For basic pgBackRest setup we need:

  • one host with a central repository where pgBackRest stores backups and archives WAL segments
  • database cluster with PostgreSQL database
  • installed pgbackrest rpm package from postgresql.org, rpm must be installed on repo and postgres host (yum install pgbackrest)
  • passwordless ssh – agents communicate between the hosts via ssh
  • configure stanza – stanza is the configuration for a database cluster
  • configure retention – numbers of full, diff and incr backups kept in the repository. Old backups will be automatically deleted
  • check the configuration
  • perform a backup – just run pgBackRest with the backup command
pgbackrest --stanza=ipam --type=full backup
  • schedule a backup in cron

For restore pgBackRest have a few options: delta option, restore selected database option and restore Point-in-Time Recovery. Point-in-Time Recovery (PITR) allows the WAL to be played from the last backup to a specified time, transaction id, or recovery point.
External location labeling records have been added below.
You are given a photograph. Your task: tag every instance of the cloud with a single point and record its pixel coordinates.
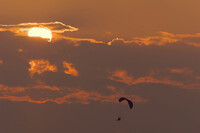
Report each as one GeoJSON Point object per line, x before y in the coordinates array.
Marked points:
{"type": "Point", "coordinates": [57, 29]}
{"type": "Point", "coordinates": [59, 95]}
{"type": "Point", "coordinates": [185, 78]}
{"type": "Point", "coordinates": [40, 66]}
{"type": "Point", "coordinates": [163, 38]}
{"type": "Point", "coordinates": [69, 69]}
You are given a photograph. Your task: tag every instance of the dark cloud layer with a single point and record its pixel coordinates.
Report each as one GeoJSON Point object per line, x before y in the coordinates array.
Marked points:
{"type": "Point", "coordinates": [74, 85]}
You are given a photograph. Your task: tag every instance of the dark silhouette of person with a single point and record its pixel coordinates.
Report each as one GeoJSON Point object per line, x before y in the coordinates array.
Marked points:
{"type": "Point", "coordinates": [119, 119]}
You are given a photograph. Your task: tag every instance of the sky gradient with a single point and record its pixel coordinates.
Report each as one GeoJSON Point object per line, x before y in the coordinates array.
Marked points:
{"type": "Point", "coordinates": [147, 51]}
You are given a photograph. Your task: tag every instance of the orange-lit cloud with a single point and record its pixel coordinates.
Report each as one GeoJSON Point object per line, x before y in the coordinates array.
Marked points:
{"type": "Point", "coordinates": [70, 69]}
{"type": "Point", "coordinates": [190, 80]}
{"type": "Point", "coordinates": [40, 66]}
{"type": "Point", "coordinates": [61, 95]}
{"type": "Point", "coordinates": [57, 29]}
{"type": "Point", "coordinates": [162, 39]}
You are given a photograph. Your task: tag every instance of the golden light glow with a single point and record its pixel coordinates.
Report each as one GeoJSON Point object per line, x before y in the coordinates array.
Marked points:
{"type": "Point", "coordinates": [42, 32]}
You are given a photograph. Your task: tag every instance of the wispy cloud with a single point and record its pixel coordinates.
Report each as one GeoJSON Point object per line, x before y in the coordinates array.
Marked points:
{"type": "Point", "coordinates": [162, 38]}
{"type": "Point", "coordinates": [70, 69]}
{"type": "Point", "coordinates": [185, 78]}
{"type": "Point", "coordinates": [40, 66]}
{"type": "Point", "coordinates": [60, 95]}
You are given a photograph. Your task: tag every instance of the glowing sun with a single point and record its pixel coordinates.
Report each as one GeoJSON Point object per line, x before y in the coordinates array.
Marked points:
{"type": "Point", "coordinates": [42, 32]}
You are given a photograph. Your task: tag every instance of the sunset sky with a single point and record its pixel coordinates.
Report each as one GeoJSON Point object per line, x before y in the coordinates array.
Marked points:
{"type": "Point", "coordinates": [65, 63]}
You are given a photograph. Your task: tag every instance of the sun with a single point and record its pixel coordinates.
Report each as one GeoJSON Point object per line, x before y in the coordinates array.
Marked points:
{"type": "Point", "coordinates": [42, 32]}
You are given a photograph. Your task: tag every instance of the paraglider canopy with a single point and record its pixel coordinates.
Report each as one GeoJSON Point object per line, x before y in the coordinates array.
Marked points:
{"type": "Point", "coordinates": [130, 103]}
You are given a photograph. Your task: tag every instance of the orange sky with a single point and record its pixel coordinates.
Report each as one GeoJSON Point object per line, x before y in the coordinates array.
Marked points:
{"type": "Point", "coordinates": [145, 50]}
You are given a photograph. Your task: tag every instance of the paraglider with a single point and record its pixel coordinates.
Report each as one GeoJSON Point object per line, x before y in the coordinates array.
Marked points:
{"type": "Point", "coordinates": [130, 103]}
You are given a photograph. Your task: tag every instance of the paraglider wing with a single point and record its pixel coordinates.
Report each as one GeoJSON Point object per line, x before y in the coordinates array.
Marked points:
{"type": "Point", "coordinates": [130, 103]}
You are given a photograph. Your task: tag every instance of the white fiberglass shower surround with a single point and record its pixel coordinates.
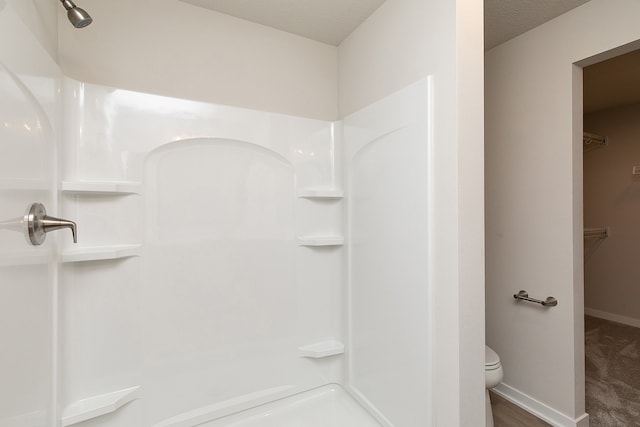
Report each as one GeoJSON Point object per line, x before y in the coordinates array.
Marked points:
{"type": "Point", "coordinates": [233, 267]}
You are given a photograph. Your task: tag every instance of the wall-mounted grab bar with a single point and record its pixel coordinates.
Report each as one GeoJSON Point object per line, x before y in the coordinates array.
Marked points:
{"type": "Point", "coordinates": [524, 295]}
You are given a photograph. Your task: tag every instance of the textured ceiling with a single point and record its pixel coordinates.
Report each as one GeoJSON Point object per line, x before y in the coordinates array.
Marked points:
{"type": "Point", "coordinates": [506, 19]}
{"type": "Point", "coordinates": [327, 21]}
{"type": "Point", "coordinates": [331, 21]}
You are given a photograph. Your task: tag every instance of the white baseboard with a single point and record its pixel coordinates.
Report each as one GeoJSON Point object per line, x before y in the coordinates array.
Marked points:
{"type": "Point", "coordinates": [539, 409]}
{"type": "Point", "coordinates": [630, 321]}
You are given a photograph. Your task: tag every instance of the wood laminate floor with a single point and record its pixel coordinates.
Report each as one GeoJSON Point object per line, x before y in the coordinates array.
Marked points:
{"type": "Point", "coordinates": [506, 414]}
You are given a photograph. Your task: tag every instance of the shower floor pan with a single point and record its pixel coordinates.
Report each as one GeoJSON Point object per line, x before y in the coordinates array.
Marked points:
{"type": "Point", "coordinates": [326, 406]}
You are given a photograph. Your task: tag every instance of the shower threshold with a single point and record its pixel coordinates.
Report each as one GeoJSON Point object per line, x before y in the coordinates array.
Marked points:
{"type": "Point", "coordinates": [329, 405]}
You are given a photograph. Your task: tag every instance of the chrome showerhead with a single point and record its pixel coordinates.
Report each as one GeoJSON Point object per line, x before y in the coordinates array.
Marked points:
{"type": "Point", "coordinates": [79, 17]}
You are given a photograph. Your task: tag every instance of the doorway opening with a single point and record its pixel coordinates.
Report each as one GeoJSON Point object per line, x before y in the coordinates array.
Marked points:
{"type": "Point", "coordinates": [611, 213]}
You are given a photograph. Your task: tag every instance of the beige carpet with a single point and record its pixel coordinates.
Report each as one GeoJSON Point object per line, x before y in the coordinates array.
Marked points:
{"type": "Point", "coordinates": [612, 373]}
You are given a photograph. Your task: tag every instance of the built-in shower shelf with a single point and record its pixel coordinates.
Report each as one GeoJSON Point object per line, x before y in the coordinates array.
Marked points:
{"type": "Point", "coordinates": [96, 406]}
{"type": "Point", "coordinates": [321, 193]}
{"type": "Point", "coordinates": [102, 187]}
{"type": "Point", "coordinates": [321, 349]}
{"type": "Point", "coordinates": [321, 241]}
{"type": "Point", "coordinates": [101, 253]}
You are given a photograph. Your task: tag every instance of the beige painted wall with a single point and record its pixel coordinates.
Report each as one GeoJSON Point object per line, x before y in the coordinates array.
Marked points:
{"type": "Point", "coordinates": [612, 199]}
{"type": "Point", "coordinates": [403, 41]}
{"type": "Point", "coordinates": [172, 48]}
{"type": "Point", "coordinates": [41, 16]}
{"type": "Point", "coordinates": [534, 201]}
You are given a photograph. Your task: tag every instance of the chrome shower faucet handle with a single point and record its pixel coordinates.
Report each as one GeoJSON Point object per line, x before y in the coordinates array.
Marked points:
{"type": "Point", "coordinates": [38, 224]}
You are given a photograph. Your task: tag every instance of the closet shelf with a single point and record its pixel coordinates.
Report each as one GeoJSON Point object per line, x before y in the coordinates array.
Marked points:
{"type": "Point", "coordinates": [102, 187]}
{"type": "Point", "coordinates": [321, 193]}
{"type": "Point", "coordinates": [93, 407]}
{"type": "Point", "coordinates": [321, 349]}
{"type": "Point", "coordinates": [101, 253]}
{"type": "Point", "coordinates": [320, 241]}
{"type": "Point", "coordinates": [596, 232]}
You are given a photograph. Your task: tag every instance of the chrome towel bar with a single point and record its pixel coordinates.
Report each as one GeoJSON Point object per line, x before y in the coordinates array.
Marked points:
{"type": "Point", "coordinates": [524, 295]}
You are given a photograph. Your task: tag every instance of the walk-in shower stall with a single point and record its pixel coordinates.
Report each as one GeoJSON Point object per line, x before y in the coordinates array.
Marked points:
{"type": "Point", "coordinates": [241, 267]}
{"type": "Point", "coordinates": [232, 267]}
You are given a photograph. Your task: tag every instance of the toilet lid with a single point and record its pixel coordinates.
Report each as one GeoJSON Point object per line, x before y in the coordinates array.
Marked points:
{"type": "Point", "coordinates": [491, 358]}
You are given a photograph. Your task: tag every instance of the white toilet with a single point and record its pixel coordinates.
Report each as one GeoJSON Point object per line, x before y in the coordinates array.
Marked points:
{"type": "Point", "coordinates": [493, 375]}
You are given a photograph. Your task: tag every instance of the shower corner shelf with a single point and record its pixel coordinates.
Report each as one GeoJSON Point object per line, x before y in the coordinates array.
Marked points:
{"type": "Point", "coordinates": [101, 253]}
{"type": "Point", "coordinates": [102, 187]}
{"type": "Point", "coordinates": [321, 241]}
{"type": "Point", "coordinates": [321, 193]}
{"type": "Point", "coordinates": [96, 406]}
{"type": "Point", "coordinates": [321, 349]}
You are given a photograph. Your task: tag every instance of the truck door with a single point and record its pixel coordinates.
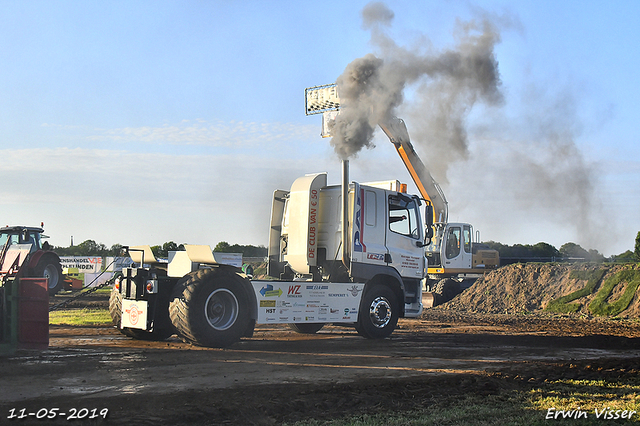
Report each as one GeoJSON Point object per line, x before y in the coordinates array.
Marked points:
{"type": "Point", "coordinates": [368, 231]}
{"type": "Point", "coordinates": [457, 248]}
{"type": "Point", "coordinates": [404, 236]}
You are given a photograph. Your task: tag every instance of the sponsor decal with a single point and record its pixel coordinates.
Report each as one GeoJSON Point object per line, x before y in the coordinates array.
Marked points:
{"type": "Point", "coordinates": [354, 290]}
{"type": "Point", "coordinates": [294, 291]}
{"type": "Point", "coordinates": [313, 211]}
{"type": "Point", "coordinates": [375, 256]}
{"type": "Point", "coordinates": [317, 287]}
{"type": "Point", "coordinates": [268, 291]}
{"type": "Point", "coordinates": [134, 314]}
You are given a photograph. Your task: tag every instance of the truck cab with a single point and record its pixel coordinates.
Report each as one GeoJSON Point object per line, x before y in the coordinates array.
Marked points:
{"type": "Point", "coordinates": [42, 262]}
{"type": "Point", "coordinates": [384, 228]}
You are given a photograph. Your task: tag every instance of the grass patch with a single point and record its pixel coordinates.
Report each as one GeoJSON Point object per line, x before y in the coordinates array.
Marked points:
{"type": "Point", "coordinates": [79, 317]}
{"type": "Point", "coordinates": [599, 305]}
{"type": "Point", "coordinates": [561, 305]}
{"type": "Point", "coordinates": [568, 398]}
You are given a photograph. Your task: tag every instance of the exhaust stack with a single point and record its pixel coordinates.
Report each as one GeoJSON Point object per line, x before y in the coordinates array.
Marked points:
{"type": "Point", "coordinates": [345, 213]}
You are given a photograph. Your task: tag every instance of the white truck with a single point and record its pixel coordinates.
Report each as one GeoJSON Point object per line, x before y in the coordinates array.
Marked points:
{"type": "Point", "coordinates": [350, 253]}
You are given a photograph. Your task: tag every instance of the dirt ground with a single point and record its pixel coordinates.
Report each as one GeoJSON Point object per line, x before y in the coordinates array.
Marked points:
{"type": "Point", "coordinates": [279, 376]}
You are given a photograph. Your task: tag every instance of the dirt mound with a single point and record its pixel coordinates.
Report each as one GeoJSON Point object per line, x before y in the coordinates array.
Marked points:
{"type": "Point", "coordinates": [529, 288]}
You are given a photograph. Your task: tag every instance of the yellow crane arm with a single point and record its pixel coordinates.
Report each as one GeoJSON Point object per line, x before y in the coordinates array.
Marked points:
{"type": "Point", "coordinates": [396, 131]}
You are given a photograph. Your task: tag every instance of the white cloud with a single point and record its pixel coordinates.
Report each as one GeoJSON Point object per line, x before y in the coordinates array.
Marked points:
{"type": "Point", "coordinates": [236, 134]}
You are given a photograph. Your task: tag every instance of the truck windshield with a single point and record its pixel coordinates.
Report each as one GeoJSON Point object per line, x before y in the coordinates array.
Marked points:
{"type": "Point", "coordinates": [403, 217]}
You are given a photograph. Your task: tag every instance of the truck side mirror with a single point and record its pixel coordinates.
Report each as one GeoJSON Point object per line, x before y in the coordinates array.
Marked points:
{"type": "Point", "coordinates": [428, 221]}
{"type": "Point", "coordinates": [428, 215]}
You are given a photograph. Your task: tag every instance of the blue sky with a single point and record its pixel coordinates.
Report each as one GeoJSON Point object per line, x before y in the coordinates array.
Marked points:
{"type": "Point", "coordinates": [140, 122]}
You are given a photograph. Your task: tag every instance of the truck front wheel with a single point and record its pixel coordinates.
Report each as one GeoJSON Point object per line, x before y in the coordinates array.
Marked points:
{"type": "Point", "coordinates": [210, 307]}
{"type": "Point", "coordinates": [379, 311]}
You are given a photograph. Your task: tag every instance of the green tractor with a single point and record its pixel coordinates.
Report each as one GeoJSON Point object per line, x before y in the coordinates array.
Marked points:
{"type": "Point", "coordinates": [41, 261]}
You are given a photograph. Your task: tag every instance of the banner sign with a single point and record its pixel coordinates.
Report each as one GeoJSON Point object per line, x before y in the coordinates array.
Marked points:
{"type": "Point", "coordinates": [84, 264]}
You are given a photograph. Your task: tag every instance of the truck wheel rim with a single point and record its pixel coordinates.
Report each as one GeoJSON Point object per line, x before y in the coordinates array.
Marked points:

Example of recovery command with target time option:

pgbackrest --stanza=ipam --delta \        
     --type=time "--target=2019-02-20 14:15:00.000000+01" restore 

pgBackRest is free and open source software under the MIT license and can be used for personal or commercial purposes without any limitations.

Trained DevOps team is essential 

An ordinary working day can easily turn into a nightmare and the only way to successfully overcome an accident is careful planning, education and training. Backup tools do not mean anything unless you have trained people who can use them. Education should not include just one man (sysadmin or DBA) that is usually on vacation when an accident occurs. All the members of the DevOps team should be familiar with backup and restore procedures.

Finally, we need to emphasize once again that the backup does not mean anything if we are not sure that the backup is valid and that we can at any time restore the data!